Current projects include ‘Stolen Voices’ with artist Johanna Linsley. The work, inspired by eavesdropping practices, imagines public spaces as semi-fictional constructions, as if an Agatha Christie novel has shattered over a town and fragments caught in the local soundscape. The project takes a variety of forms, from participatory workshops to new music composition, experimental performance, community gig nights, an exhibition and a book project currently in process which they call a sonic detective novel.
Rebecca is co-organiser of Women In Sound/Women On Sound (WISWOS), a research network which tackles inequality and gender bias in the sonic arts. She is an associate artist at Aberystwyth Arts Centre and with Newcastle-based theatre makers Cap-a-Pie. She is a member of the Theatre and Performance Research Association (TaPRA) and Artea, an interdisciplinary research group based in Spain.
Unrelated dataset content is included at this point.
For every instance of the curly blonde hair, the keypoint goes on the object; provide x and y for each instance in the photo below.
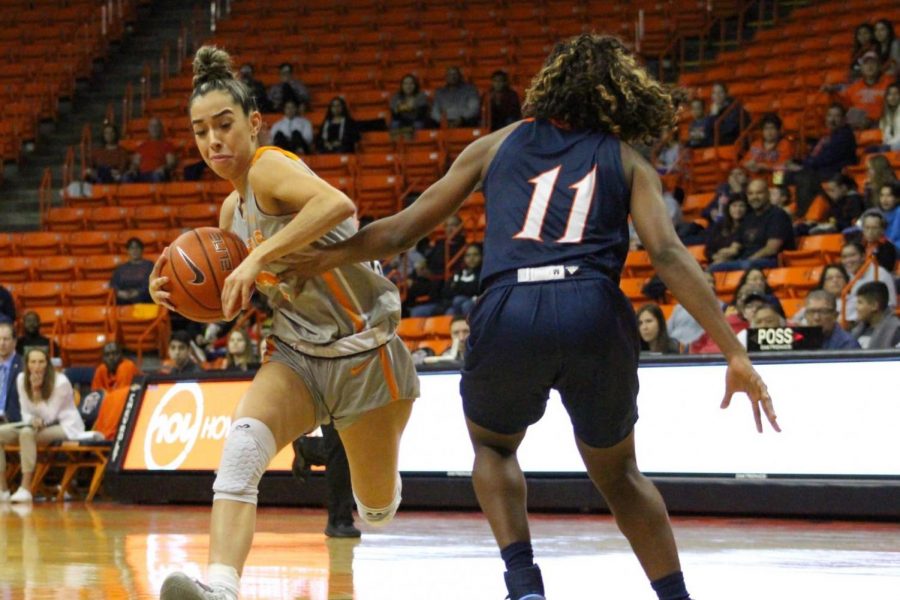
(594, 82)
Rebecca received a PhD in Performance Studies from Aberystwyth University. Prior to this, she was awarded an MA in Performance and a BA in English and Drama, both from Queen Mary University of London. She also received a subsequent MA from the University of Alcalá de Henares (Madrid) in Visual Culture and Performance
Rebecca is a Fellow of the Higher Education Academy (FHEA) and has extensive experience of teaching undergraduate and postgraduate courses on a variety of practical and theoretical modules. Her specialist knowledge and expertise in sound, curatorial strategies and performance informs and drives both her research and teaching practices. She has knowledge of a range of research techniques and methodologies including critical theory, aesthetics and practice-based research. Rebecca teaches Visual Culture across the undergraduate and postgraduate programmes in the School of Art and is currently the course organiser for 'Art Now: Practices, Theories and Institutions.'
Rebecca has supervised undergraduate and postgraduate dissertations on a range of topics including gender and visual aesthetics, narratives of conflict in Israeli/Palestinian Cinema and sound design in video games.
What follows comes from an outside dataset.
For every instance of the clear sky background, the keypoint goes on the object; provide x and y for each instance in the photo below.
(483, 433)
Rebecca previously worked as a Teaching Fellow at The University of Leeds and made a substantial contribution to the design and delivery of practice-based research modules at the School of Performance and Cultural Industries and The Workshop Theatre at the School of English. Prior to this Rebecca lectured at Aberystwyth University and Sunderland University and has been a guest lecturer on the MA in Performance and Visual Cultures at the University of Alcalá and the Reina Sofia Museum in Madrid, Spain.
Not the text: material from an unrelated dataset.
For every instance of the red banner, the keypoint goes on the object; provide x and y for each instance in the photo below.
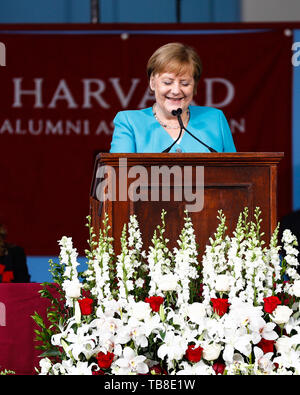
(60, 91)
Rebecca's main research interests are in the fields of sound, listening, performance and writing. Rebecca is particularly interested in practice-based research methodologies for investigating aural attention, affect, mood and atmosphere through listening, text and vocal delivery techniques.
Rebecca's work is informed by transdisciplinary interests in politics, site and aesthetics. She is currently thinking through theories of the event, writing the swarm and the slippery borders between public and private space for her forthcoming book publication with Johanna Linsley for Copy Press.